Had he not led such a bent life, Sansaki's instincts and sense of tactics would have made him a great general. Whereas other fighters saw only the opponent in front of them, he saw the battlefield as whole, allowing him to flow from one spot to another of the greatest strength. He used this ability to ruthless advantage. Also, he picked to follow what he saw as the strongest clan leader: the up and coming Oda Nobunaga who'd stormed his way to power against all odds.
But this sort of success seemed boundless to Sansaki, a never-ending struggle to stay atop the fence of life and death. A perfect hell. But the gods demanded he take responsibility and choose. Forsaking his instincts - having deemed himself a bad man, after all - he choose to switch sides and fight with the Takeda clan whose leader had been killed by a lucky sniper shot. The son who assumed power was rumored to be weak but who knows, maybe Sansaki could rise to the top, taking his rightful spot.

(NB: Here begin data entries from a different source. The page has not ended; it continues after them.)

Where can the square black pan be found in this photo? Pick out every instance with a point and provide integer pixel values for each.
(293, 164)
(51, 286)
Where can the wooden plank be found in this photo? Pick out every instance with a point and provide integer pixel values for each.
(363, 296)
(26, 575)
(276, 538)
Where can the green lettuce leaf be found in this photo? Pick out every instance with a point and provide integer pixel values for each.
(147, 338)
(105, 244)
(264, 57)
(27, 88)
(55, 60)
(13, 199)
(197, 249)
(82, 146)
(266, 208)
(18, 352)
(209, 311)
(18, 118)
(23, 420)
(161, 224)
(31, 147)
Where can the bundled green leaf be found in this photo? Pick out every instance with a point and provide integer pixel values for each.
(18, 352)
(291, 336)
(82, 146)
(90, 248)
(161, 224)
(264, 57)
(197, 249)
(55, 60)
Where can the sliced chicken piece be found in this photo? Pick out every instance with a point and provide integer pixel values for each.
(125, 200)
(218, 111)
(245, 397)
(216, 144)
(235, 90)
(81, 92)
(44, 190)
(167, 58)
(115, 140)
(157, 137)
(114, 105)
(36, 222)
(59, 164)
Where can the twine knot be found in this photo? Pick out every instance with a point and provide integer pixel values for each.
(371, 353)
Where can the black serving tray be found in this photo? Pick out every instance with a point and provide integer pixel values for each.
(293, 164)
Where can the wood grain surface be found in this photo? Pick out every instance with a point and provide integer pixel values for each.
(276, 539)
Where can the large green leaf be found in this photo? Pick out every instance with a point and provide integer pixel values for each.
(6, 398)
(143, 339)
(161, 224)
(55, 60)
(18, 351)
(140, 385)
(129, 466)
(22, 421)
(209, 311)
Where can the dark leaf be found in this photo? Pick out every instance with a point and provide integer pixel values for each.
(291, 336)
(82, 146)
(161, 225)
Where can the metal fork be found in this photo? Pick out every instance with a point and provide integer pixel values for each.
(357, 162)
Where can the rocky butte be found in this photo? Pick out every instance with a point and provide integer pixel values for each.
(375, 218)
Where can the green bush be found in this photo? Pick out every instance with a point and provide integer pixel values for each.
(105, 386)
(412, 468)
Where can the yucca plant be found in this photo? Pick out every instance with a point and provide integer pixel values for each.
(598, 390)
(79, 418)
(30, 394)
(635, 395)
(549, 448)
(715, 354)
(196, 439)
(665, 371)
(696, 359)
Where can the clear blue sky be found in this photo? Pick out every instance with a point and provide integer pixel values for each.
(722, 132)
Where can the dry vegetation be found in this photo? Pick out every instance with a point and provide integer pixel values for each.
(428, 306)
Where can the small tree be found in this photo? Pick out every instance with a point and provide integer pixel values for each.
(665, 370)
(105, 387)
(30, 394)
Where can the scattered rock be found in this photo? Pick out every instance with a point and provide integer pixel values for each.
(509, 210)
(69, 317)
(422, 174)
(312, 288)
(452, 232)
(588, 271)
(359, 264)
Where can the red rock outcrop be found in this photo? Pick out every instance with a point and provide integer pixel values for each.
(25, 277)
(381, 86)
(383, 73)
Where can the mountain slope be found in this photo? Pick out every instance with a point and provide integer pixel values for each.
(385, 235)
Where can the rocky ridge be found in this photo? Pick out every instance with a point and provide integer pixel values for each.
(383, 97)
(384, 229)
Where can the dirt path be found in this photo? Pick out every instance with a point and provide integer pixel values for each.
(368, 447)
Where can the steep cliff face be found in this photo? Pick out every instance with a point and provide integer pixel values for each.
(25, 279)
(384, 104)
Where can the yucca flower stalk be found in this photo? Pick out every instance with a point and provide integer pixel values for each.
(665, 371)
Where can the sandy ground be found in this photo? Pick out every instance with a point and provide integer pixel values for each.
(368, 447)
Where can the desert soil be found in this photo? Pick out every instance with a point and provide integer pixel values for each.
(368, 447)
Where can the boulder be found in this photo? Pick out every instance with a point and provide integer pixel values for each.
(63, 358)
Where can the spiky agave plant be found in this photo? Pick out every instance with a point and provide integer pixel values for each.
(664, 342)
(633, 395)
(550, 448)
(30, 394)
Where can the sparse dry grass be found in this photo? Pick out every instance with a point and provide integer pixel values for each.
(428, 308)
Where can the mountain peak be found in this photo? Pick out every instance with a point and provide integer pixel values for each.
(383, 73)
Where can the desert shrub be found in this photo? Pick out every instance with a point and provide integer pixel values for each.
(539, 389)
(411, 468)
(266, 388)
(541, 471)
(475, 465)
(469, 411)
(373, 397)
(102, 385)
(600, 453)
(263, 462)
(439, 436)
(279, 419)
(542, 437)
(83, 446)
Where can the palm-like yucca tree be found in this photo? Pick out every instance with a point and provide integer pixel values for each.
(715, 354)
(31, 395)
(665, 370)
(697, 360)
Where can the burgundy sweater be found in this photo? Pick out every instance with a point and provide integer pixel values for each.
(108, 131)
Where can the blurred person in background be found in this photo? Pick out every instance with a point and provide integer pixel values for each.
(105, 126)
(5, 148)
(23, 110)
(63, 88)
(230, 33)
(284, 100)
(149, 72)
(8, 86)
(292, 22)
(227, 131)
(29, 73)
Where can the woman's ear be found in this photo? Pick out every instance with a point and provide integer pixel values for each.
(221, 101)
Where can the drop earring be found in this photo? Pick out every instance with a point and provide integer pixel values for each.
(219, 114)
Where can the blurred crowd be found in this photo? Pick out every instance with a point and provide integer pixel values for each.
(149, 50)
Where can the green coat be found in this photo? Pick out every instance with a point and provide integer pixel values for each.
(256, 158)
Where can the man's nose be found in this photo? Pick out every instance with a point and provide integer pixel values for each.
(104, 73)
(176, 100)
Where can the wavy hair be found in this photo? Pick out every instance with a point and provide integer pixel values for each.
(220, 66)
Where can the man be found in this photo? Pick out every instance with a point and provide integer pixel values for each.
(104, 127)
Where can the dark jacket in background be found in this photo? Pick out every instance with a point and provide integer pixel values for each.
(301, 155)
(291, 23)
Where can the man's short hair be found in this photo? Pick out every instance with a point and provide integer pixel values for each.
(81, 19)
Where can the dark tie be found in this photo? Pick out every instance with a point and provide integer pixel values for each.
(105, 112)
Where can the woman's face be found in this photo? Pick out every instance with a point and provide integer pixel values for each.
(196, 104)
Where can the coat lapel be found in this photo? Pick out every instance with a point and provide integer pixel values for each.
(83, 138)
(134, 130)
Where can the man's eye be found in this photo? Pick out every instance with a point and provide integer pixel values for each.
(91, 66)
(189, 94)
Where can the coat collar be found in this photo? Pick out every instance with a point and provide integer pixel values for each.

Warily eyeing the sun as he climbed the famous mountains of Kai province holding the Takeda castle, Sansaki dreamed himself in a different land and time, free to walk away and live a man's life of love. The wearying wars, the petty plots, the worship of violence - all illusions blown away by the true dreams of man. A fearful question hounded him among the beseeching autumn trees: "Don't you want to live forever?"
"Don't answer! You'll be revealed a fool! You're only good for killing. No woman will have you. Walk this march of death, enjoy these last few moments of nature's sweet necter. Besides, when have you ever lost? You never lose! The future is bright still!" Sansaki dropped to his knees, a face crinkled in confusion, praying for the branches to show him the way home. Stunned by the silence, he rolled over on his back, an innocent patch of blue sky passing overhead. Sansaki dreamed to die as he lay.
The Battle of Nagashino took place in 1575 near Nagashino Castle on the plain of Shitaragahara in the Mikawa province of Japan. Forces under [heir] Takeda Katsuyori had besieged the castle since the 17th of June. The Takeda forces attacked the castle because it threatened Takeda's supply lines.
Both Tokugawa Ieyasu and Oda Nobunaga sent troops to break the siege and their combined forces defeated Takeda Katsuyori. Nobunaga's skillful use of firearms to defeat Takeda's cavalry tactics is often cited as a turning point in Japanese warfare; many cite it as the first 'modern' Japanese battle. In fact, the cavalry charge had been introduced only a generation earlier by Katsuyori's father, Takeda Shingen. Furthermore, firearms had already been used in other battles. Oda Nobunaga's innovation was the wooden stockades [that protected his Arquebusiers] and rotating volleys of fire which led to a decisive victory at Nagashino.